In the matter of Radhu (supra), one another lady was present in a small house where rape was committed, therefore, story is found highly improbable. In the matter of Dinesh Sahu (supra), relatives were sleeping in the same room where incident of rape is occurred. In the mater of Chintamani (supra), there was dispute in the village and the cases are of different angles. 10. After assessing the evidence, this court has no reason to say that the appellant has been falsely implicated. There is no reason to disbelieve the evidence of prosecutrix and other witnesses. Delay has the effect of putting the Court on guard to search if any explanation has been offered for the delay. In the present case, prosecutrix was not in company of her husband that is why there is delay of 46 days in lodging the report after returning of her husband and same is properly explained. Therefore, delay has no adverse affect in the facts and circumstances of the case. 11. The trial Court has evaluated the evidence elaborately and this court has no reason to substitute the contrary finding.

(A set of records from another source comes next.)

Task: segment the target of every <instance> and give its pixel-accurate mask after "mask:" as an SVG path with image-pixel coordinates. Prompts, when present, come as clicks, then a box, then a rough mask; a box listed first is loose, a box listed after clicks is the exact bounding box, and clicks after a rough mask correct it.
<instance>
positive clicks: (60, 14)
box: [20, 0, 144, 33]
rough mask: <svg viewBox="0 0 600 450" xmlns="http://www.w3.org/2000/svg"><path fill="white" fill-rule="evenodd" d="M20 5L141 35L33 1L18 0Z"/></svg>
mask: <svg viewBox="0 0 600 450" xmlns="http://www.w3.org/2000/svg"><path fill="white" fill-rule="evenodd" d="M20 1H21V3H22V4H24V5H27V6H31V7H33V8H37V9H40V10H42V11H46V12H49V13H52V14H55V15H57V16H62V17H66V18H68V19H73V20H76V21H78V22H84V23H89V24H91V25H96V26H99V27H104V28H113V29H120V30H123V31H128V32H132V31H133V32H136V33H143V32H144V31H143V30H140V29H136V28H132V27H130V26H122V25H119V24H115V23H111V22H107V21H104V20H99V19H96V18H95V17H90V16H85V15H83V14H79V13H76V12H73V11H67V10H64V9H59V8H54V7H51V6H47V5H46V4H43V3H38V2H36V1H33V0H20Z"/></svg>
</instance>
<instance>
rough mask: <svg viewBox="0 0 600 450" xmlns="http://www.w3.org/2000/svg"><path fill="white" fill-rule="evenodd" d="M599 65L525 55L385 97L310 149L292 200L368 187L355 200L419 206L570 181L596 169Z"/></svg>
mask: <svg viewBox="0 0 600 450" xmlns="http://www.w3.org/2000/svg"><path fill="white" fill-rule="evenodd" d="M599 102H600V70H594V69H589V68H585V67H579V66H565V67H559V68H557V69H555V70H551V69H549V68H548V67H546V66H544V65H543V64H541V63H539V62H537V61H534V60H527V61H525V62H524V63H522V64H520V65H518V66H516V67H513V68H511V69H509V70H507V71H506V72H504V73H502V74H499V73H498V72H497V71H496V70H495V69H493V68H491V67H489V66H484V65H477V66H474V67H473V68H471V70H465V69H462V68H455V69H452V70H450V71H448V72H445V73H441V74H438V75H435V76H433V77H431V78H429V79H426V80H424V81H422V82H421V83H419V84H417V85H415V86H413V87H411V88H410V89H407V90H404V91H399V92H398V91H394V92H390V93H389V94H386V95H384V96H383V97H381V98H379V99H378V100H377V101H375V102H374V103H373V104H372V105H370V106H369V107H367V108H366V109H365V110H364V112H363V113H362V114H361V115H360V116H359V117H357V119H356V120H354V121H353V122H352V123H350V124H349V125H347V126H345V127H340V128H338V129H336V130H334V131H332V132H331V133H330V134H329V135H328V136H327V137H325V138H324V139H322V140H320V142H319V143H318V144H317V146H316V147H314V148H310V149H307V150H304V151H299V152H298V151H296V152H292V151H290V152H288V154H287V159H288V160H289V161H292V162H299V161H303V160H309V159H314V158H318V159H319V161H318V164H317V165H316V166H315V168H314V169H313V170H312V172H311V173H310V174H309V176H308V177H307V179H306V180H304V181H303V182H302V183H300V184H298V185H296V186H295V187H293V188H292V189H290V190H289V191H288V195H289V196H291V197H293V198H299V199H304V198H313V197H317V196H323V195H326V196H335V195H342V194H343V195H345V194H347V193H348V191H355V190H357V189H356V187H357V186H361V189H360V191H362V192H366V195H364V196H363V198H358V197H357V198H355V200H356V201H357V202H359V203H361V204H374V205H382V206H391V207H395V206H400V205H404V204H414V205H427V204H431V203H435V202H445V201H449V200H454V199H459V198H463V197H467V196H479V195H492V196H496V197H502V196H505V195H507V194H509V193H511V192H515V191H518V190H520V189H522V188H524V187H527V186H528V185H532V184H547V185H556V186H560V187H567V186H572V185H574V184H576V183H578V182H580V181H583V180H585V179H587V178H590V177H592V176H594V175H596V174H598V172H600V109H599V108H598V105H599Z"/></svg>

The act of the appellant falls within mischief of Section 376(1) of IPC for which the trial Court has convicted the appellant and same is hereby affirmed. 12. Heard on the point of sentence. The trial Court awarded RI for seven years for offence of rape under Section 376 (1) of IPC which is minimum and same cannot be termed as harsh or unreasonable or disproportionate. Sentence part is also not liable to be interfered with. 13. Accordingly, the appeal being devoid of merits is liable to be and is hereby dismissed. The trial Court will prepare super-session warrant and issue non-bailable warrant against the appellant and after his arrest he be sent to jail for serving out remainder of the sentence. The trial Court to submit its compliance report on or before 15-4-2019.